Karya ini diterbitkan atas izin NovelToon fania Mikaila AzZahrah, isi konten hanyalah pandangan pribadi pembuatnya, tidak mewakili NovelToon sendiri
Bab. 30
Keesokan harinya…
Pagi yang dingin tak hanya datang dari langit Jakarta yang mendung. Tapi juga dari kabar yang menampar keras Jordan Atmadja.
Pintu apartemennya diketuk pelan. Jordan, yang sejak semalam tak tidur, hanya menatap kosong ke arah pintu. Ia tahu siapa yang berdiri di balik sana.
Langkah dan ketukan itu tak asing Kaelan, asisten pribadi sekaligus sahabat yang masih setia, satu-satunya yang sesekali menanyakan kabarnya.
Pintu terbuka. Wajah Kaelan tampak ragu, membawa satu map cokelat dan secangkir kopi panas yang tidak disentuh.
“Jo…” panggilnya pelan.
Jordan hanya menatapnya tanpa ekspresi. “Masuk aja,” ucapnya singkat.
Kaelan duduk di ujung sofa, menghembuskan napas panjang, lalu menyodorkan map di tangannya. Ada stempel keluarga Atmadja di pojok kanan, lengkap dengan tanda tangan yang sangat Jordan kenal ayahnya, Julian Atmadja.

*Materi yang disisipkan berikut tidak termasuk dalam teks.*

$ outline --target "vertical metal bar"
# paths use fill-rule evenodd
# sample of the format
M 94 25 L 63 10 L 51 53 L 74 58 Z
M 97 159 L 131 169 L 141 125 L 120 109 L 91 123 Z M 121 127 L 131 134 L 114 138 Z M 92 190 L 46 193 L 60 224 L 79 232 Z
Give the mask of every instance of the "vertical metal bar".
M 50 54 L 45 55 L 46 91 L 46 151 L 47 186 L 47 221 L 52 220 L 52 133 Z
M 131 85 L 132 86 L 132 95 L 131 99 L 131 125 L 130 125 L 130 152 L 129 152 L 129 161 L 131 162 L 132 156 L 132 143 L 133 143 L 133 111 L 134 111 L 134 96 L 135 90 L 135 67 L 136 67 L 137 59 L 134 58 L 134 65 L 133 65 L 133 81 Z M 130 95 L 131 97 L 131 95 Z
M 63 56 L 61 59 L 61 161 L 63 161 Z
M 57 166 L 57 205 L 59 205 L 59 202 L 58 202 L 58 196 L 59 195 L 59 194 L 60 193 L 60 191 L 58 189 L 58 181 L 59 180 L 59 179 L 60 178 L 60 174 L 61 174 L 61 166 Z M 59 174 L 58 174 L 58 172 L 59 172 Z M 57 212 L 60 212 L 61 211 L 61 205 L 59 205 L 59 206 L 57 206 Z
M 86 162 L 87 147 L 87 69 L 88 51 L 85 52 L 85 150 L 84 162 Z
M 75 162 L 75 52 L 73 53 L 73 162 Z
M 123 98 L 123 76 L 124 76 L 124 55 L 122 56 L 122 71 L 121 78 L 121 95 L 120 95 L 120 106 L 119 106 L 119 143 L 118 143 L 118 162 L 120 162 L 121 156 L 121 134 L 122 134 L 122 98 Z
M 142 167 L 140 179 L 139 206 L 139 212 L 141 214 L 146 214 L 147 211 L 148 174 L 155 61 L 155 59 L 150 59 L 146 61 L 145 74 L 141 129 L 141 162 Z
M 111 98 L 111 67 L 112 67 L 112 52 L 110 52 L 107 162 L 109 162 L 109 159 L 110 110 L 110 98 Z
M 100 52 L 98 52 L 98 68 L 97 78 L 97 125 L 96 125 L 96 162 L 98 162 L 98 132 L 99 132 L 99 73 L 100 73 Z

“Apa ini?” gumam Jordan pelan, meski batinnya sudah mulai merasakan firasat buruk.
“Pernyataan resmi dari keluarga Atmadja... tentang pencoretan namamu dari daftar pewaris.”
Suara Kaelan pelan, hati-hati. Tapi tetap saja terasa seperti belati yang menembus dada.
Jordan menatap kertas itu tanpa benar-benar membacanya. Pandangannya kosong. Tak ada amarah, tak ada protes hanya terjadi keheningan.
“Mulai hari ini, kamu nggak lagi terdaftar sebagai pewaris utama. Semua saham yang selama ini atas namamu akan dialihkan ke Jonathan. Mereka sudah umumkan ini di kantor pusat pagi tadi. Bahkan media udah nyebar beritanya,” lanjut Kaelan dengan suara yang nyaris bergetar.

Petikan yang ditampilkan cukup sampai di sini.